The Truckee-Carson irrigation district includes within its boundaries about 66,000 acres of irrigable land lying under the Newlands project, approximately 45,000 acres of which are now under irrigation from the government’s irrigation works — the Truckee canal and the Lahontan reservoir.

This is a special proceeding brought on petition of the Truckee-Carson irrigation district, seeking the examination, approval, and confirmation of the proceedings for the organization of said district; also for the confirmation and approval of its proceedings relative to the annexation of certain lands to the district; also for the confirmation and approval of the proceedings relative to a proposed contract by the district with the government of the United States for the construction by the government of a general drainage system within the district; and also for the confirmation and approval of apportionment of benefits to accrue from the construction of said drainage works.

The immense record involves two appeals: One, the appeal of Annie McLean and others; the other, that of the Central Pacific Railway Company, a corporation. The appeals involve the same proceedings. They were *285 argued together and submitted for decision, with the request from the attorneys for the district for a speedy decision because of the great public importance of the case and the vast pecuniary interest dependent upon the result. The importance of the case', both with reference to the interesting legal questions and principles involved, and the vast economic and pecuniary interest dependent upon the result, demand the most mature and deliberate consideration of this court. The writer feels that the sensible minded will understand and appreciate that he has been unable to keep abreast with the business of the court and render an opinion within the time deemed reasonable by some of the interested parties. Furthermore, the court is burdened with a record consisting of more than 3,000 pages of testimony, expert and non-expert, and much documentary evidence, all involving research, study, and careful investigation. There is based upon the record a sepárate volume of 470 assignments of error, which refer to the record in such way as necessitated a review of practically all the evidence. There have been injected into the case the long-standing differences and animosities between the water users under the Newlands project and the United States reclamation service, which do not concern this court in the least, but which seem to have been brought into the case to emphasize the position taken by certain protestants that the assessment against their lands is illegal, unfair, and without equity.

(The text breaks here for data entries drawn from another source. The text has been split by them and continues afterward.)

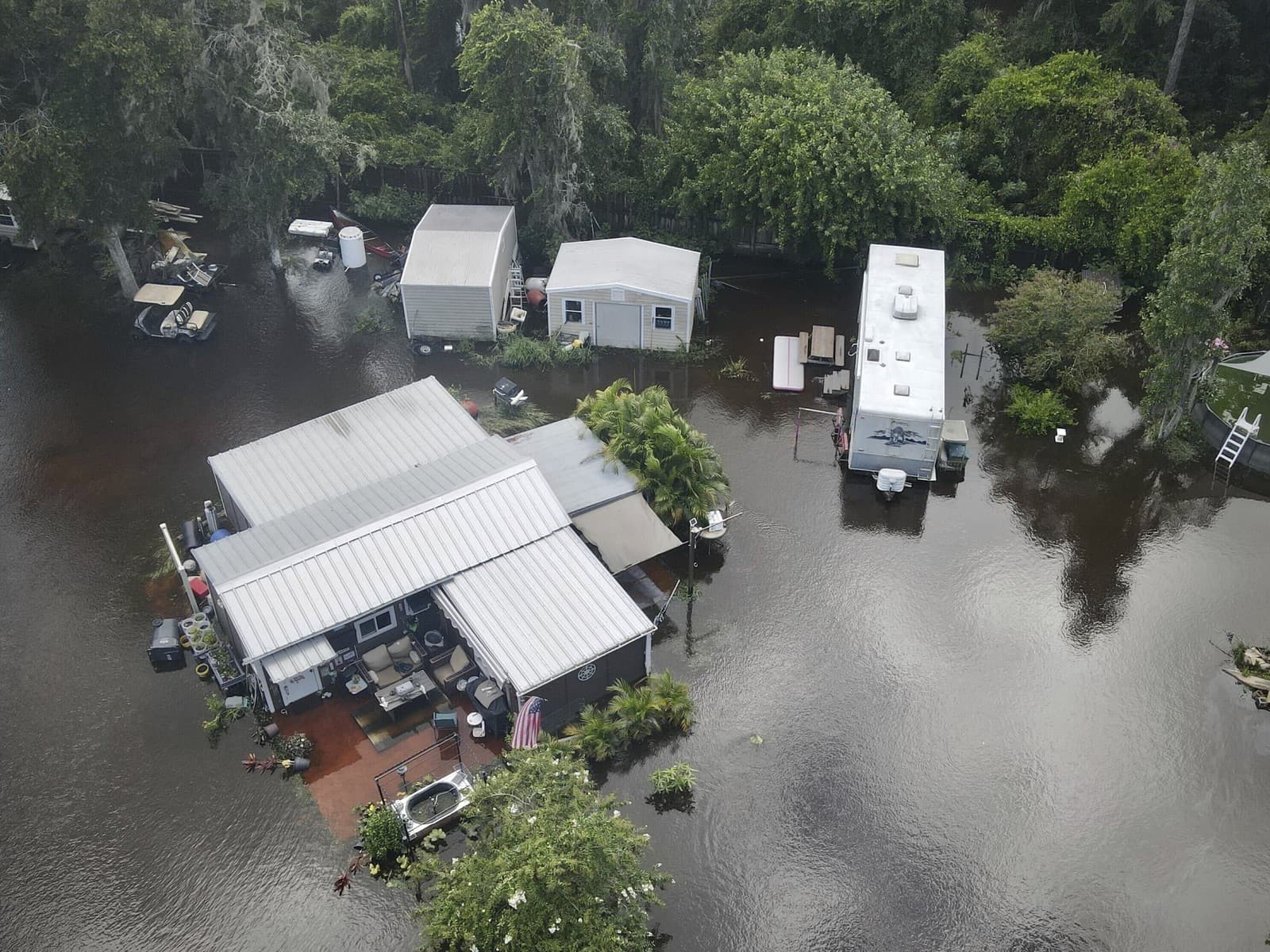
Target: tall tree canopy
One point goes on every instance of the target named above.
(94, 90)
(1225, 228)
(816, 152)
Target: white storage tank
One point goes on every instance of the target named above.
(352, 247)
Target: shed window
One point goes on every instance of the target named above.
(375, 625)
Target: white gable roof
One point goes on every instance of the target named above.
(628, 263)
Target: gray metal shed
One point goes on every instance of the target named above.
(457, 274)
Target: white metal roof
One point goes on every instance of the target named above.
(573, 461)
(234, 556)
(344, 450)
(921, 340)
(456, 245)
(628, 263)
(349, 575)
(298, 658)
(544, 609)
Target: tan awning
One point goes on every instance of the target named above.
(626, 532)
(165, 295)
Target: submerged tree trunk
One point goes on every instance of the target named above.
(406, 48)
(1175, 63)
(271, 236)
(122, 266)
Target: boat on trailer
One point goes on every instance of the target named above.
(372, 241)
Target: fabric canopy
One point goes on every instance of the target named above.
(626, 532)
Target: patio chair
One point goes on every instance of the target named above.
(450, 666)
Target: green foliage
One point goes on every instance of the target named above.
(533, 120)
(554, 866)
(679, 473)
(380, 831)
(816, 152)
(963, 73)
(737, 368)
(1225, 228)
(677, 778)
(1053, 328)
(1038, 412)
(1032, 125)
(1124, 206)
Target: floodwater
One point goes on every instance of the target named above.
(990, 714)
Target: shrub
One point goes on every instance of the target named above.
(676, 778)
(1053, 329)
(1038, 412)
(380, 831)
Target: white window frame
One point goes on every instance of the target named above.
(357, 626)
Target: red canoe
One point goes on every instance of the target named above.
(374, 243)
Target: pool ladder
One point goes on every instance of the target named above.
(1240, 435)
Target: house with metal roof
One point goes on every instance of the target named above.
(625, 292)
(452, 533)
(601, 495)
(460, 272)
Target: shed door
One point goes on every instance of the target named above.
(618, 325)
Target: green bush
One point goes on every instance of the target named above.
(1038, 412)
(380, 831)
(676, 778)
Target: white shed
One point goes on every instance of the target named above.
(625, 292)
(459, 271)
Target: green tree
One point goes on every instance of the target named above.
(1053, 328)
(1223, 230)
(1032, 126)
(92, 95)
(816, 152)
(1123, 207)
(533, 121)
(554, 867)
(679, 474)
(266, 105)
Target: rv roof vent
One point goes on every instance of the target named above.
(906, 304)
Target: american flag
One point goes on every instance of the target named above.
(527, 724)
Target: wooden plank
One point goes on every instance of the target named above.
(822, 343)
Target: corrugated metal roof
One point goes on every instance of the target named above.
(573, 460)
(346, 450)
(298, 658)
(545, 609)
(233, 558)
(629, 263)
(456, 245)
(349, 575)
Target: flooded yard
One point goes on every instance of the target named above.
(990, 715)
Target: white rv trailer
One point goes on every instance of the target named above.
(10, 225)
(897, 410)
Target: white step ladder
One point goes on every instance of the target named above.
(1240, 435)
(516, 286)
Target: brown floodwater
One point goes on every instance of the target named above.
(990, 714)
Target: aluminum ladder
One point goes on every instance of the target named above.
(1240, 435)
(516, 286)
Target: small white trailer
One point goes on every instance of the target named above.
(897, 410)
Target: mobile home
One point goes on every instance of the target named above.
(897, 410)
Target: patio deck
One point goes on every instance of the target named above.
(344, 761)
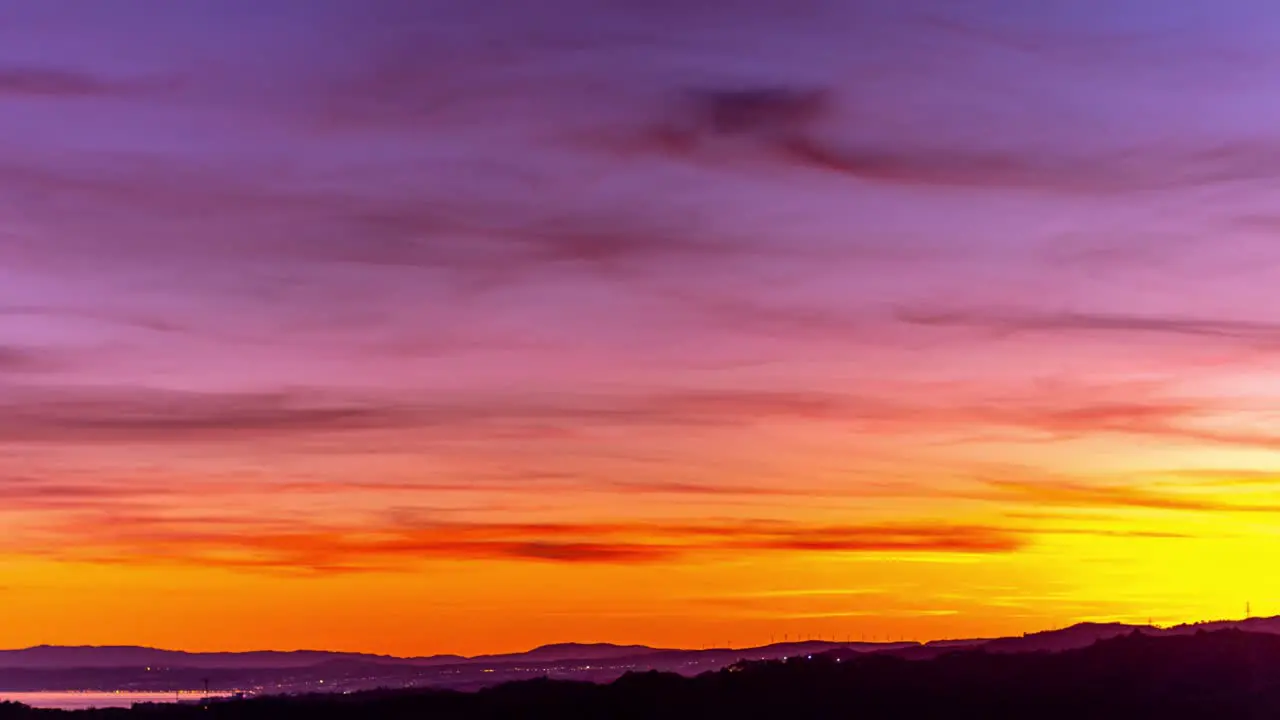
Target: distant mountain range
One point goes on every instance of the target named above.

On or before the date fixed for the hearing of the petition for confirmation at least 145 interested persons answered the petition, and by their answers sought to have their lands excluded from the district and to enjoin the district from making any apportionment, of benefits or assessments of costs affecting their property for the construction of a general drainage system under a proposed contract between the district and the government of the United States. After a full hearing upon the pleadings and evidence, the trial judge, Hon. C. J. McFadden of the Ninth district, rendered a decree, which decree confirms respectively: (1) The organization of *286 the Truckee-Carson irrigation district in Churchill and Lyon Counties, Nevada; (2) the annexation to said district of 12,672.6 acres of land lying under the Newlands project; (3) the confirmation and approval of a proposed contract of the district with the United States government to construct a drainage system for the district at a cost not to exceed $700,000; (4) the confirmation and approval of the apportionment of benefits to accrue to each tract or legal subdivision of irrigable land within the district from the construction of said proposed drainage system; and (5) adjudging said proposed contract to be valid and such as the board of directors of the district were authorized to enter into. The two appeals are prosecuted from orders denying the respective motions of protestants for a new trial based upon the grounds of the insufficiency of the evidence to support the decision of the court, and that the decision is against law.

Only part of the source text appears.